ALINC: Active Learning for Inductive Node Classification via Graph Sampling
2026-06-03 • Machine Learning
Machine Learning
AI summaryⓘ
The authors point out that active learning usually picks important individual nodes to label within big graphs, but some problems have thousands of separate graphs instead. In these cases, labeling one node in a graph actually reveals labels for many others, so it's better to choose whole graphs rather than single nodes for annotation. They created ALINC, a method that turns node-level information into graph-level choices using different ways to combine data. After testing various strategies and datasets, the authors found some top ways to pick graphs that improve learning and reduce labeling costs. They also showed ALINC works well for predicting molecule properties and designing circuit boards.
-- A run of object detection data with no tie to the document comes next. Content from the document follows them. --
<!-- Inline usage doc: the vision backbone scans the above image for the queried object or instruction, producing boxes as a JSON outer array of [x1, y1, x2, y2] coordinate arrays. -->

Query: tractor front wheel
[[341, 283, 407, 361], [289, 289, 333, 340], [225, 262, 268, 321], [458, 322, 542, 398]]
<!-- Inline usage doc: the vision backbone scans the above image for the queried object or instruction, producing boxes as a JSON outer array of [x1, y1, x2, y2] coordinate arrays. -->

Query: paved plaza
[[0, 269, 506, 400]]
active learningnode classificationgraph samplinginductive learningCoreSetTypiClustBADGEmolecular chemistryprinted circuit board designaggregation methods
Authors
Pascal Plettenberg, Denis Huseljic, André Alcalde, Bernhard Sick, Josephine M. Thomas
Abstract
Active learning (AL) for node classification typically focuses on selecting the most informative nodes for annotation within one or a few large graphs (e.g., in social network analysis). However, in other domains, such as molecular chemistry or electronic design automation, datasets consist of thousands of independent graphs. In many of these inductive settings, annotating an individual node requires a full-graph analysis, which effectively yields the remaining node labels on-the-fly. Therefore, these scenarios require AL strategies that select entire graphs instead of single nodes, a problem which has not been tackled in the literature so far. Thus, we introduce ALINC, an AL framework for inductive node classification via graph sampling. It bridges the existing methodological gap by elevating node-level utility measures to graph-level selection criteria through various aggregation mechanisms. In an extensive benchmark including ten strategies, three aggregation methods, and four datasets, we identify CoreSet, TypiClust, and BADGE as the top-performing graph sampling strategies. Our detailed analysis further reveals that the choice of the aggregation method is pivotal, as it substantially affects model performance and annotation costs. Finally, we demonstrate the effectiveness of ALINC in two use case studies: site-of-metabolism prediction in molecules and design automation of printed circuit board schematics.